Legion uses a deferred execution model where task launches return immediately to the caller, while the launched tasks execute asynchronously. Task return values are wrapped in futures which can be examined or passed directly to later tasks. The Legion runtime performs dynamic dependence analysis based on its knowledge of the regions used by each task and their relationships through partitions to maintain the sequential semantics of the program; tasks determined to be independent can be re-ordered or executed in parallel. This greatly simplifies the design of Legate, since the translation from NumPy to Legion can focus purely on domain-specific semantics rather than low-level details of distributed execution.

A Legion application specifies neither where tasks will run nor where data will be placed, and is therefore a machine-independent specification of a computation. All machine-specific mapping decisions, including both where tasks should execute as well as in which memories physical instances of their required logical regions should be placed, are made by Legion mapper objects separated from the application logic [2]. Mappers may also choose between any number of functionally equivalent task variants, which may be dynamically registered with the runtime. Regardless of the mapping decisions, Legion maintains the original program's machine-independent semantics by automatically inserting any data movement and/or synchronization required. This allows Legate to keep the details of its mapping logic entirely separate from the user's application logic while dynamically choosing the kind and location of processors on which to run tasks.

3 TRANSLATING NUMPY TO LEGION

Legate translates the NumPy interface to Legion by associating NumPy arrays with logical regions and converting each NumPy operation into one or more task launches over the logical regions that hold its array arguments. Legate adopts Legion's deferred execution model, allowing tasks to run asynchronously with the caller and blocking only when the Python program explicitly accesses an array value (e.g., to evaluate a conditional).
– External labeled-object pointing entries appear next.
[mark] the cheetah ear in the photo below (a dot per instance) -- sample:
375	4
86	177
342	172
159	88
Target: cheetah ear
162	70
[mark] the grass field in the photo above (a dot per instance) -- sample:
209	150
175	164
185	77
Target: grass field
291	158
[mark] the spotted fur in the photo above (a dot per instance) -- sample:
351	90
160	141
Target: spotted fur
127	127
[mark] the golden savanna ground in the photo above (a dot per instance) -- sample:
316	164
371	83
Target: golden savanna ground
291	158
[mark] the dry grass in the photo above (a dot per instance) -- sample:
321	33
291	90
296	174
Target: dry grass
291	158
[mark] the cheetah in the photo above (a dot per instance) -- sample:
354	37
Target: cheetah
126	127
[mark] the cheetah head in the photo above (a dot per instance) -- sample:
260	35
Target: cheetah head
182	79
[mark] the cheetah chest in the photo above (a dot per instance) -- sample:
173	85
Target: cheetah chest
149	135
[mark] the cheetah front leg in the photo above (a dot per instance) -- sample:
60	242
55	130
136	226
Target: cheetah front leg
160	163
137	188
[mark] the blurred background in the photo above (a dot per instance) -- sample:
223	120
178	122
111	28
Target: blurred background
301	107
Legate launches tasks in program order and relies exclusively on Legion's runtime dependence analysis to correctly preserve the semantics of the program

SC '19, November 17?22, 2019, Denver, CO, USA

while finding opportunities for parallel execution. This ability to rely on dynamic dependence analysis to preserve correctness is particularly valuable in dynamic languages, like Python, where comprehensive static analysis is not feasible.

Deferred execution makes two key contributions to the performance of Legate. First, it allows the application to run ahead of the execution of NumPy operations, assuming that it does not need to inspect corresponding array values. This exposes additional task parallelism that would not be available if the application had to wait for each NumPy operation to complete before proceeding. Additional parallelism, in turn, gives Legate the opportunity to run computations in parallel across many processors, or allow it to re-order the execution of tasks to help hide any long latency data movement or synchronization operations that occur in large distributed machines. Second, deferred execution helps hide the cost of the dynamic dependence analysis performed by Legion. While essential for correctness, the cost of dependence analysis can be non-trivial. By overlapping the dependence analysis with application execution, the additional latency can be hidden.
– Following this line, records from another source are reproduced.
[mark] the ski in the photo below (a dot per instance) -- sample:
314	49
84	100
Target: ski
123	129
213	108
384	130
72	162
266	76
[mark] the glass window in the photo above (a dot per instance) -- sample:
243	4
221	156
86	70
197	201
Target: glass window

Legate also leverages Legion's support for partitioning of logical regions to provide the mechanism for implementing NumPy's view semantics, where different arrays are actually backed by the same data. Views in NumPy are handled naturally by mapping each view to a sub-region in a partition as sub-regions are always aliased with their ancestor regions in Legion. Legate further uses Legion to partition logical regions in multiple ways to adapt the distribution of arrays to the computation being performed. Legate simply determines the best partitioning of each array for performing a given operation and then launches its tasks without consideration for the way these arguments have been partitioned previously. The Legion runtime automatically manages the coherence of data between all partitions of each array. This is in stark contrast to other distributed NumPy implementations (see Section 7), which support only a single physical partitioning of arrays and are thus forced to provide custom dependence and communication analyses.

3.1 Legate Core

While the majority of Legate is currently centered around providing support for the NumPy interface, there is a core module that provides the basic functionality needed by any Python library that intends to use Legion for accelerated and/or distributed execution. This core module provides two primary services: an initialization script that will launch any Python program on a distributed machine with Legion, and a set of Python bindings for performing calls into the Legion runtime.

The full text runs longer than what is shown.